Exercise to get rid of love handles
AN unsightly muffin top sitting on the torso is every woman’s nightmare. Not only is it unpleasant to look at, but it can also cause some discomfort. Not to worry though, if you are desperate to get rid of your love handles, Gisel Harrow, fitness expert and personal trainer at Hard End Fitness Factory, said it’s possible with the right combination of proper nutrition and exercise.
“Love handles are stubborn layers of fat positioned on top of the obliques (abdominal muscles) that cause the unsightly folds on our sides, but thankfully you can get rid of them,” Harrow said.
She underscored that a combination of proper nutrition and exercise are essential since love handles are a specific group of abdominal muscles that stubbornly shed fat. Harrow said that in order to really work your obliques, you have to target them precisely, as working the muscles alone will not give you the desired results.
“You might have heard the frequently used term ‘abs are made in the kitchen’, because it’s the truth. You can do all the ab exercises that exist, but unless you get rid of your excess fat through healthy eating, your toned abs will never be seen.”
Below, Harrow reveals her expert guide to losing and keeping off those love handles:
1. Nutrition: Always eat balanced meals that are clean and lean (lean proteins, minimal carbs and fats).
2. Cardio: Do at least 30-45 minutes cardio every other day or four to five times per week.

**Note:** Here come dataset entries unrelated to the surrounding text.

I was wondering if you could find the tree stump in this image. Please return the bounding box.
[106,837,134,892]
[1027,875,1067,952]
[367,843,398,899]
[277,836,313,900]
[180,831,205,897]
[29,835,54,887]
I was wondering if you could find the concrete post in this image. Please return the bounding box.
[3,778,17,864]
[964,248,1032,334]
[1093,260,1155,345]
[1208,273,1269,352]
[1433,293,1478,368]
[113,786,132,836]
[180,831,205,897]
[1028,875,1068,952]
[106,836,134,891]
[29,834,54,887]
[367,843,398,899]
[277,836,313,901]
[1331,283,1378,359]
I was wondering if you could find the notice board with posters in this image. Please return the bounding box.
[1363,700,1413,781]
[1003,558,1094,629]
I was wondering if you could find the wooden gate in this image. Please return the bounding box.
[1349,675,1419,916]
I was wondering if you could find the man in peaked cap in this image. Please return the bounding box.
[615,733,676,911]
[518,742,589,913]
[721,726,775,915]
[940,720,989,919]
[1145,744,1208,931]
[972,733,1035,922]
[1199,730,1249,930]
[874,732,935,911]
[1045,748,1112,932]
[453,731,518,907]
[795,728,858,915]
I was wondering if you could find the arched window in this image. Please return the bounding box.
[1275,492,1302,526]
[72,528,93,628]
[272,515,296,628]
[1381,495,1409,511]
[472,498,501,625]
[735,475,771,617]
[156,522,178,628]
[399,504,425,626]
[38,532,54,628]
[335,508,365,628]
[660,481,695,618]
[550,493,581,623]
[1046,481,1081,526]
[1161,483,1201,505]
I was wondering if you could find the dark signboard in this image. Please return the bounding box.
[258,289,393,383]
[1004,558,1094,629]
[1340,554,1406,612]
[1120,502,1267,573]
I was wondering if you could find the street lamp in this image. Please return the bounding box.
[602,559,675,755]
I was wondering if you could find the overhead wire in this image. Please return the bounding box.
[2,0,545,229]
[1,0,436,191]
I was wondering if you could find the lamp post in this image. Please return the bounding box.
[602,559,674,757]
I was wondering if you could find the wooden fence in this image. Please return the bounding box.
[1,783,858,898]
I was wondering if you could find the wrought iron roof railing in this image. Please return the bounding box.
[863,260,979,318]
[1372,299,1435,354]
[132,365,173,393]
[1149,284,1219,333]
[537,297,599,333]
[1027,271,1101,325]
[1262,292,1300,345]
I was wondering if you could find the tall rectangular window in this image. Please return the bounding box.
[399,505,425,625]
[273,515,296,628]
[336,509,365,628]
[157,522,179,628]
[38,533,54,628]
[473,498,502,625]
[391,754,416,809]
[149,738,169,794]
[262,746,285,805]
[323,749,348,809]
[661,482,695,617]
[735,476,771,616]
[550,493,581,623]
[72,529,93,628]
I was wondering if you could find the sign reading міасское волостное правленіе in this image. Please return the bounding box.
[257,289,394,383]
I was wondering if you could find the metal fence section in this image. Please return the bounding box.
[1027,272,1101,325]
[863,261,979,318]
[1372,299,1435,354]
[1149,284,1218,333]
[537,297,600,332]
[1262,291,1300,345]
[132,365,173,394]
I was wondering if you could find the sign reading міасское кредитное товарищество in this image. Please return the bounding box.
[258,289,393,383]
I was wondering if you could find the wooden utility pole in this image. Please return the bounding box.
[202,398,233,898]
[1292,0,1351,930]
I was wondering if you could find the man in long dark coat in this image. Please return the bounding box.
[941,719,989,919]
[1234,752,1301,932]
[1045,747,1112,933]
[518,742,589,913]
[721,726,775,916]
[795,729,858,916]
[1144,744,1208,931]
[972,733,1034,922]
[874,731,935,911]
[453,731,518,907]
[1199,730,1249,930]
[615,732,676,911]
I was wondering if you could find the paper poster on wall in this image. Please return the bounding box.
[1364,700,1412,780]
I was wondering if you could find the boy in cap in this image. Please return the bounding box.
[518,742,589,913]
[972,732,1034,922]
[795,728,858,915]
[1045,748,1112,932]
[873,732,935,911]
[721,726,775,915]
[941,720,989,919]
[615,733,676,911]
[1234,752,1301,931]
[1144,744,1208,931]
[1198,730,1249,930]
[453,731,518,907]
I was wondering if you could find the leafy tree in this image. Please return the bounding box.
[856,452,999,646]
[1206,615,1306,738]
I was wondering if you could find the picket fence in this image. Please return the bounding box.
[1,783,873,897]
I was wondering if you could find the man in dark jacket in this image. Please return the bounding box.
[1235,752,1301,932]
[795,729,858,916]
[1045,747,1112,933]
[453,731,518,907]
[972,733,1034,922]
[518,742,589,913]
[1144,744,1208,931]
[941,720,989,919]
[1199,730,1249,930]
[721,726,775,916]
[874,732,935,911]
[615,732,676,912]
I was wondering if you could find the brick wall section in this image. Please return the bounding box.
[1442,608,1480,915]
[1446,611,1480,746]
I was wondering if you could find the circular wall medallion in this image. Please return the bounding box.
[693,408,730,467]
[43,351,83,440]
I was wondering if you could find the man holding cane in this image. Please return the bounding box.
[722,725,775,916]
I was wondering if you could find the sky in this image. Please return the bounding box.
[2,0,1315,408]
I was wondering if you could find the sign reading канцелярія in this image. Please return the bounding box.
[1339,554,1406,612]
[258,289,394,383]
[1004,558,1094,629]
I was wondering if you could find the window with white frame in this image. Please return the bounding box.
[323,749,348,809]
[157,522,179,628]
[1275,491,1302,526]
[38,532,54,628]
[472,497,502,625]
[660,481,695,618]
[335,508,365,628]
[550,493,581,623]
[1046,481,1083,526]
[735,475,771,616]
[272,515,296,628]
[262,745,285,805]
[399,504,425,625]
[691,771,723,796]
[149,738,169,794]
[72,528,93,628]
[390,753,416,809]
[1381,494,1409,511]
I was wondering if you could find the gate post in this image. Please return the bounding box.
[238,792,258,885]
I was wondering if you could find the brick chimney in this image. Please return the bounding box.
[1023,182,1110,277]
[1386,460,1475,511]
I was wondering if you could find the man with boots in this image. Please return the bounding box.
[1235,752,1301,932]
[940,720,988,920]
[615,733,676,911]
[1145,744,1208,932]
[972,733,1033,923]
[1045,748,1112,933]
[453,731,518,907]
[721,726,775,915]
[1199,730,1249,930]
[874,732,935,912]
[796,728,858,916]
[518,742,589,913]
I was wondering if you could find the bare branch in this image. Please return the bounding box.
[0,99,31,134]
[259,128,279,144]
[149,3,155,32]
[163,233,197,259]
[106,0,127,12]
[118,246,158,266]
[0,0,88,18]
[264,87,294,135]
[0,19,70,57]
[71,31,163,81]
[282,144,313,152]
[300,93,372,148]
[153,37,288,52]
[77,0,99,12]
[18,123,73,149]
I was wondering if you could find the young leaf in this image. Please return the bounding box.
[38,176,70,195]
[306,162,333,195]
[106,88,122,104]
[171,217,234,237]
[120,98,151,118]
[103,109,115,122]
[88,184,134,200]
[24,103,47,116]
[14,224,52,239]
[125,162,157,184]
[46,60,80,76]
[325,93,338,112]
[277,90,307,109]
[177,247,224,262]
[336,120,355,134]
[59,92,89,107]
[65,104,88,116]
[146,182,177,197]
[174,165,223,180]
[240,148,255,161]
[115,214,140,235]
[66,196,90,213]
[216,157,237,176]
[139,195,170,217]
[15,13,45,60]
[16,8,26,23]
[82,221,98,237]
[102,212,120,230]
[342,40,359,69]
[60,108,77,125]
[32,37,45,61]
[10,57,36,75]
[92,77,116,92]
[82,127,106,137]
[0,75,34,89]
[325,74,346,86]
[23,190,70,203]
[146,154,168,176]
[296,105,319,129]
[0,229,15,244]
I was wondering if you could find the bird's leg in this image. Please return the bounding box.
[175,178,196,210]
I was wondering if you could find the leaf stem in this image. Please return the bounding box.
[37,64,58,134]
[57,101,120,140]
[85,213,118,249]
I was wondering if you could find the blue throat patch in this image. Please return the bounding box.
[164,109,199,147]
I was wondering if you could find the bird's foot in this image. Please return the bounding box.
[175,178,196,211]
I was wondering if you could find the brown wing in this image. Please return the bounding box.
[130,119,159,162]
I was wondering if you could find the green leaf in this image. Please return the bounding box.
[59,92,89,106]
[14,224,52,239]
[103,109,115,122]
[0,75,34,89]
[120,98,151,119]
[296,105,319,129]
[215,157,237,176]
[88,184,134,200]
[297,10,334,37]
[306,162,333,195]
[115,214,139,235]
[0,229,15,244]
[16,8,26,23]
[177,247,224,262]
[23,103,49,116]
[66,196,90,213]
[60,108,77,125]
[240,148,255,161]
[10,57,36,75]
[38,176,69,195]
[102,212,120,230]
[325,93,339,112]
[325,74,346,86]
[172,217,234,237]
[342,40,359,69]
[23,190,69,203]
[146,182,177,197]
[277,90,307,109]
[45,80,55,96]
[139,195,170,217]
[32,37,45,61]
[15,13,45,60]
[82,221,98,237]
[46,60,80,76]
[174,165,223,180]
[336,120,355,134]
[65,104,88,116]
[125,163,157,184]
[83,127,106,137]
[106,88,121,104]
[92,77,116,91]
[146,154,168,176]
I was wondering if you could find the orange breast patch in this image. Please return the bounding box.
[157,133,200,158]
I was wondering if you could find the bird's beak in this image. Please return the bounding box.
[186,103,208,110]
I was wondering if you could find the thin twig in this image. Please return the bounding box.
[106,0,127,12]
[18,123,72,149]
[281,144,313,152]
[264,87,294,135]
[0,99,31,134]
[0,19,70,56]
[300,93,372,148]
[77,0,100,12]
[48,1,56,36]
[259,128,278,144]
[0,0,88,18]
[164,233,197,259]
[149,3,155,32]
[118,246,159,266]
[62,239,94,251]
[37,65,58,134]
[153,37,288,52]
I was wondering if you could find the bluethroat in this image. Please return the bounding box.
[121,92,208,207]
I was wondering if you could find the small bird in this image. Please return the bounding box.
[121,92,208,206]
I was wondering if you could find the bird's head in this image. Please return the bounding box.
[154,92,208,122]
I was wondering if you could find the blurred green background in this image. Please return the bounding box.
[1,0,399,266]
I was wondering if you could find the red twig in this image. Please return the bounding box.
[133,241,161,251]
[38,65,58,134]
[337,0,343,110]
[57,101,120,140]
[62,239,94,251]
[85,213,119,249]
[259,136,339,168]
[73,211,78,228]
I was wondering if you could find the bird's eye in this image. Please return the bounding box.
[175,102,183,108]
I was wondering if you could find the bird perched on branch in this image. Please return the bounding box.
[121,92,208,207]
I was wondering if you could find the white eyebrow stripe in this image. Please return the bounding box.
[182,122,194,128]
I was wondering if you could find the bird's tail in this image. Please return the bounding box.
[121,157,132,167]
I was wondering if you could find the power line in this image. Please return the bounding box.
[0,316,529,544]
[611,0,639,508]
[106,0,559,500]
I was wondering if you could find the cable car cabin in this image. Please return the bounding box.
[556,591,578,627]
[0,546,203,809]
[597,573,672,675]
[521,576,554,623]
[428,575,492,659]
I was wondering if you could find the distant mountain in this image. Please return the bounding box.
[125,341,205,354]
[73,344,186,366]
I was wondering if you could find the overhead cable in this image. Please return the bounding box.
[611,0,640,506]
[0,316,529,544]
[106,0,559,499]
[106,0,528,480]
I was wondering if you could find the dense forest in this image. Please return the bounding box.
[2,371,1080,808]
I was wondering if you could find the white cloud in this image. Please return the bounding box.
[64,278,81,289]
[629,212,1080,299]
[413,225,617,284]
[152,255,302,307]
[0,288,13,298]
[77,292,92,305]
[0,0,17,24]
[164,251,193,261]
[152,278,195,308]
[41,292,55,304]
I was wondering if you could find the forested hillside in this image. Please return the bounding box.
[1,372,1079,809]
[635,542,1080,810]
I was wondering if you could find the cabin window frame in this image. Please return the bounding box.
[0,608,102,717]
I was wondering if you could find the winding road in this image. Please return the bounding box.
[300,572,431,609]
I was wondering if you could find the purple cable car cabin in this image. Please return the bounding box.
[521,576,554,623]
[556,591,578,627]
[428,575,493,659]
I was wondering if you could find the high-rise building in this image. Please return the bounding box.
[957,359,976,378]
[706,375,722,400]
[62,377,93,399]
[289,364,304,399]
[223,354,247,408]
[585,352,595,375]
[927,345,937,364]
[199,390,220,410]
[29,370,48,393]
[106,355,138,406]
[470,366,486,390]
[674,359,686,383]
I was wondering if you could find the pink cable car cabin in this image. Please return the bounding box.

3. Oblique exercises: Do oblique exercises three or four times weekly to help tighten and tone the oblique muscles.
Some exercises that are guaranteed to give results, once used in combination with the other noted requirements, include:
1. Russian twists
Sit on your butt with your knees bent and feet flat on the ground. Your torso should be leaning back at a 45-degree angle to the floor. Holding a dumbbell with both hands or elbows up in front of your body, lift your feet from the ground, crossing them at the ankles and balancing on your butt. From this position, twist your torso to the right and touch your dumbbell or elbows to the ground next to your body. Next, twist back over to the left, touching to the left side of your body. Repeat back and forth, all while balancing legs off the ground. Do three sets of 15 repetitions on each side.
2. Side plank hip lifts
Get into side plank position with your elbow on the ground and your legs and hips resting on the ground. Engaging your abs and keeping your body in a straight line, raise the lower half of your body up off the ground in a straight plank position. Lower again and repeat. Repeat this 15 times on your right side, and then 15 on your left side.
3. Bicycle crunches
Lie on your back with your knees bent and your hands behind your head. Do not clasp your hands together. Engage your abs, lifting your shoulders and upper back off of the ground. Simultaneously move your right elbow toward your left knee so that they meet in the middle of your body. Next, switch your position by bringing your left elbow to your right knee. Continue as quickly as possible while still keeping your torso raised up off the ground. Do three sets of 15 repetitions on each side.